From Gistaín Aínsa - Revilla Itinerary

Starting point: Aínsa.
Time: About half a day.

Head to the beautifully restored medieval quarters of Aínsa, worth a visit in themselves. From the walls a number of large raptors can usually be seen, including Griffon Vulture, Red Kite, Black Kite, Egyptian Vulture and Booted Eagle. With the help of a telescope it may also be possible to see Lammergeier and Short-toed Eagle. In the evenings European Nightjars can be heard or even seen hawking insects around the town lights.

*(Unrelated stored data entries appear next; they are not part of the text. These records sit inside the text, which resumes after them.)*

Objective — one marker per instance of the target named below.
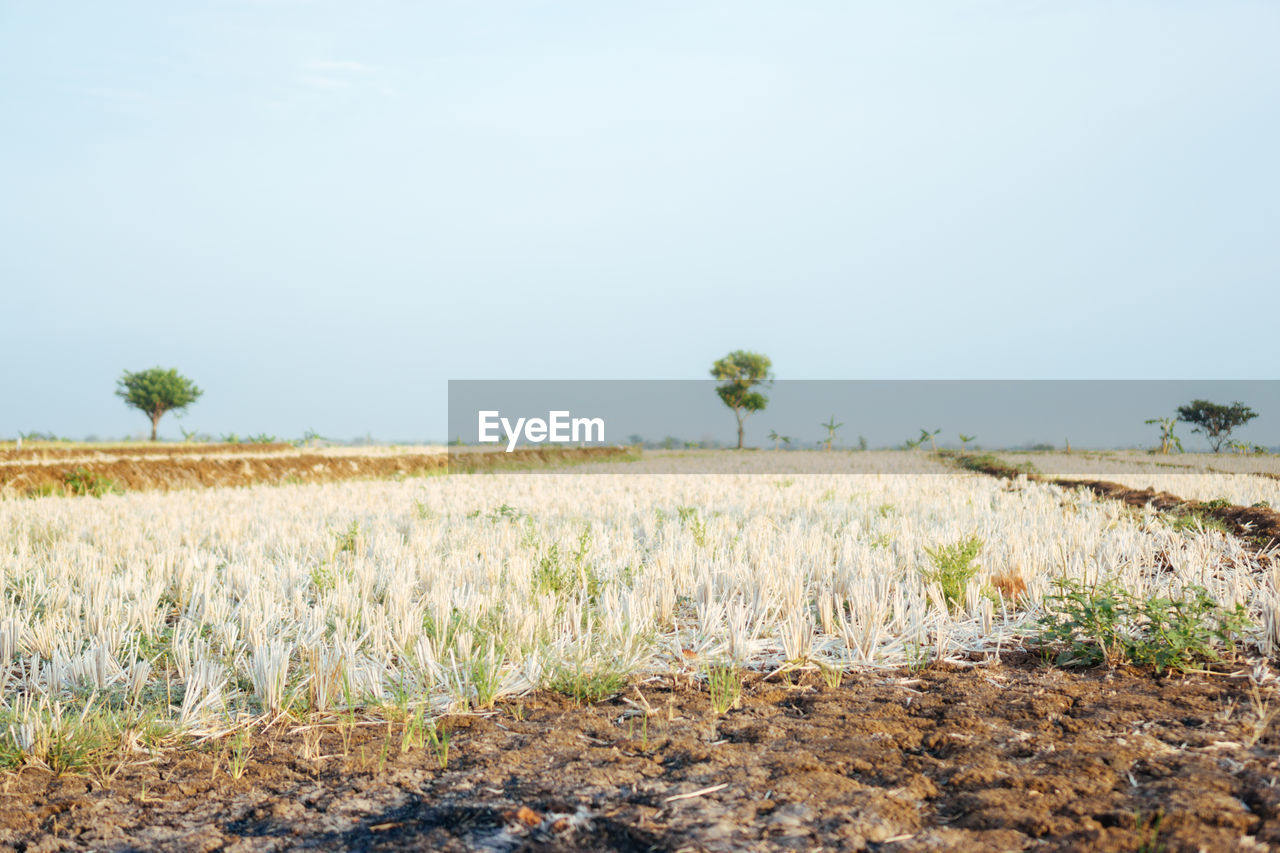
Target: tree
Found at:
(1215, 420)
(831, 427)
(156, 391)
(741, 372)
(1168, 441)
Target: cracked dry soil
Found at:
(1005, 757)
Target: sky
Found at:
(323, 211)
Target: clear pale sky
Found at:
(321, 211)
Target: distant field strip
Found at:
(255, 465)
(1192, 482)
(224, 605)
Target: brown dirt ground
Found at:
(251, 466)
(992, 757)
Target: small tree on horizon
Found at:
(831, 427)
(156, 391)
(741, 372)
(1215, 420)
(1168, 441)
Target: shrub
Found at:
(1106, 624)
(85, 482)
(952, 569)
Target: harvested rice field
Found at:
(888, 652)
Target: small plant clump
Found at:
(83, 482)
(725, 688)
(1106, 624)
(952, 569)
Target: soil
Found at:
(254, 466)
(990, 757)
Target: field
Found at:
(837, 651)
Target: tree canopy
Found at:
(741, 372)
(156, 391)
(1215, 420)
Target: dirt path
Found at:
(982, 758)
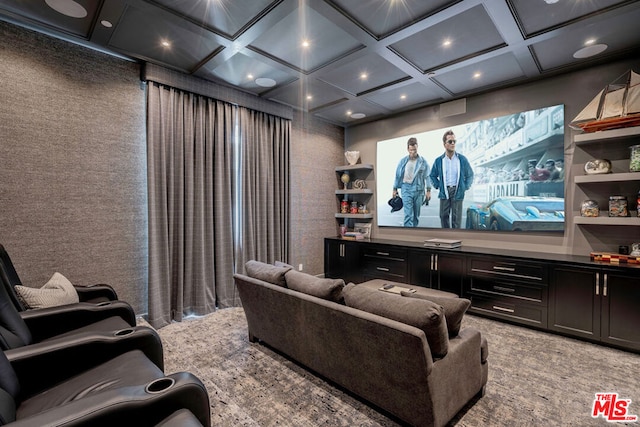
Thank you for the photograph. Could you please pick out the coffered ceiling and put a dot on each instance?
(334, 58)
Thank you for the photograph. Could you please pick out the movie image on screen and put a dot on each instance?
(502, 174)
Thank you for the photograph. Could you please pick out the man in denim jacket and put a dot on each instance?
(412, 179)
(452, 175)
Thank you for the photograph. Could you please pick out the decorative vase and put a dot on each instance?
(352, 157)
(345, 178)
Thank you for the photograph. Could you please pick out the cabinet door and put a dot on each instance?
(621, 308)
(333, 259)
(342, 260)
(448, 272)
(420, 262)
(574, 303)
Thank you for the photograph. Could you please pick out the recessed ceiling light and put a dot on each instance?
(589, 51)
(265, 82)
(67, 7)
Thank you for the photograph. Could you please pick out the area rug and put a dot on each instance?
(535, 378)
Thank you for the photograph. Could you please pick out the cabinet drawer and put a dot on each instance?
(381, 252)
(521, 271)
(386, 267)
(517, 311)
(534, 294)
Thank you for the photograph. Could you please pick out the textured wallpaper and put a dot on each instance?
(73, 173)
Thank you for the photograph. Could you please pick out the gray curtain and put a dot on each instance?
(190, 182)
(264, 195)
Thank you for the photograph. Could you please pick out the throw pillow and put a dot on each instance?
(329, 289)
(420, 313)
(57, 291)
(267, 272)
(454, 309)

After a quick look at the river for Little Ringed Plover, Dipper and Grey Wagtail take the road to Bielsa. Between here and Escalona roadside birds include Cirl Bunting, Quail, Spotless Starling, Serin, Green Woodpecker and Short-toed Treecreeper. Nevertheless, at any point along this road it is always worth keeping one eye on the sky as the number and variety of raptors here is exceptional.

On arrival at Escalona a decision needs to be taken: the unique ambience of the Añisclo gorge (can get busy during holiday periods!), a walk into the park from the tiny village of Escuaín, or the viewpoint of Revilla overlooking the Escuaín gorge and the place where the best views of Lammergeier can often be had.

If choosing one of the first two options then take the next turning on the left at the exit from Escalona. By following the same road you will reach the Añisclo gorge, while to go to Escuaín you need to turn off to the right, signed to Puértolas.

To follow the Revilla option continue along the road towards Bielsa until Hospital de Tella. Follow the signs to Tella and then Revilla. Whenever possible park sensibly to sample the birdlife of the area. You could expect to see birds like Crag Martin, Alpine Swift, Bonelli's Warbler, Firecrest, Honey Buzzard, Woodchat Shrike, Ortolan Bunting and Rock Bunting. Drive on to Revilla, park, and walk to the viewing area. You rarely have to wait long before seeing a Lammergeier, but you may also observe Golden Eagle, Peregrine Falcon, Red-billed Chough, Black Redstart and Rock Thrush among others.